Grant Wilkinson (34), of no fixed address, adapted replica Mac-10 guns in a garden shed at Three Mile Cross, near Reading, in Berkshire. The weapons were then distributed to criminals in London.

Officers found evidence of 11 guns at Three Mile Cross and buried at another location near Wooburn Green, Buckinghamshire.

Firearms from the gun factory have been linked to 51 shooting incidents dating back to August 2004, most of them in the Greater London area, with four in Birmingham.

One of the weapons was fired at the scene of the Bradford robbery in which Pc Beshenivsky was killed in November 2005. It did not fire the fatal shot.

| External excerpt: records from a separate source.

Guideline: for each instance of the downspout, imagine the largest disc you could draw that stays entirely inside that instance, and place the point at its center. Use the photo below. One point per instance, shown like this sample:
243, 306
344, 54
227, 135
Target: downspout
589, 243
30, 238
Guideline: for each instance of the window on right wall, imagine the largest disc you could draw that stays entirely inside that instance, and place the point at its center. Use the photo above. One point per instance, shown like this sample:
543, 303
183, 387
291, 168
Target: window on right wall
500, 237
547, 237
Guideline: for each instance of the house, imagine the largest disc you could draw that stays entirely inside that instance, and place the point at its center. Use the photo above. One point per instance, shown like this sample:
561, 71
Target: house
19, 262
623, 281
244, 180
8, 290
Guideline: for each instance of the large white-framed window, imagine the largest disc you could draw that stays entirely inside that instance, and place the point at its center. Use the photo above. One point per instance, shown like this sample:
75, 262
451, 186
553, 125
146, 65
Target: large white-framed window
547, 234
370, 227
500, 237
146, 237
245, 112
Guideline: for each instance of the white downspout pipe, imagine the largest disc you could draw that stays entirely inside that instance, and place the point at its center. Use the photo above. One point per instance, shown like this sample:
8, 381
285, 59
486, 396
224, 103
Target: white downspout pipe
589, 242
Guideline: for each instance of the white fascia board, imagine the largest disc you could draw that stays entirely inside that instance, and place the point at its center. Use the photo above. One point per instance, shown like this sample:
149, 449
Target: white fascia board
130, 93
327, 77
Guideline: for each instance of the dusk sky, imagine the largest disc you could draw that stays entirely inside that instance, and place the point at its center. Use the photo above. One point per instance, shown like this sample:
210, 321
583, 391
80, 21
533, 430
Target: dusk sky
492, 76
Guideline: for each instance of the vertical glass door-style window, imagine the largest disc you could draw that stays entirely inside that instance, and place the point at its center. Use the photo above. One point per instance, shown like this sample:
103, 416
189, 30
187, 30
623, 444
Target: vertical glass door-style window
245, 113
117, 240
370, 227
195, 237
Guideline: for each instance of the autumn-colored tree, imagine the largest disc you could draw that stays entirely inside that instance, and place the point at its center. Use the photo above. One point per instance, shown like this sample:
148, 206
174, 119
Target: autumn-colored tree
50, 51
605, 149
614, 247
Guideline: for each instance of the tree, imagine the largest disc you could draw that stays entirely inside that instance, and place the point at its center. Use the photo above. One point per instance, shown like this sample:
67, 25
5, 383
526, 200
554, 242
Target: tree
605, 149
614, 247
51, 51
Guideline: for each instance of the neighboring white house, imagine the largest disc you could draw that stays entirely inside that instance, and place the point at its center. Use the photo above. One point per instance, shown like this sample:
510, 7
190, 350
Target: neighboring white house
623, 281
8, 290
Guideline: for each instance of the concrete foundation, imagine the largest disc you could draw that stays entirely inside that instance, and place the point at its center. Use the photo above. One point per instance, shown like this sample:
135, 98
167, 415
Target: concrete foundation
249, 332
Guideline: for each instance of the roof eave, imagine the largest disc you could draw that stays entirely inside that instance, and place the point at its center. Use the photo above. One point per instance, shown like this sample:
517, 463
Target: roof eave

Abdillh Jamma (22), from Birmingham, was one of the two men convicted of shooting the rookie officer during a bungled robbery in Bradford in November 2005.

A jury at Reading Crown Court convicted Wilkinson of a series of offences, including conspiracy to convert an imitation firearm into a firearm, conspiracy to sell or transfer firearms and ammunition, possession of a firearm with intent to enable another person to endanger life and possessing a prohibited firearm, namely a Mac-10 submachine gun.

Co-defendant Gary Lewis, aged 38, of Bourne End, Bucks was cleared of all offences.

Lewis said in his defence that he had been just an “odd-job man” for Wilkinson and knew nothing of the gun racket.

Wilkinson bought 90 blank firing Mac-10s from a registered gun dealer claiming they were to be used on the set of the new James Bond film.

He then set about converting the submachine guns into lethal weapons in two garden sheds behind a derelict property in Three Mile Cross.

Police said he was producing weapons on a commercial scale.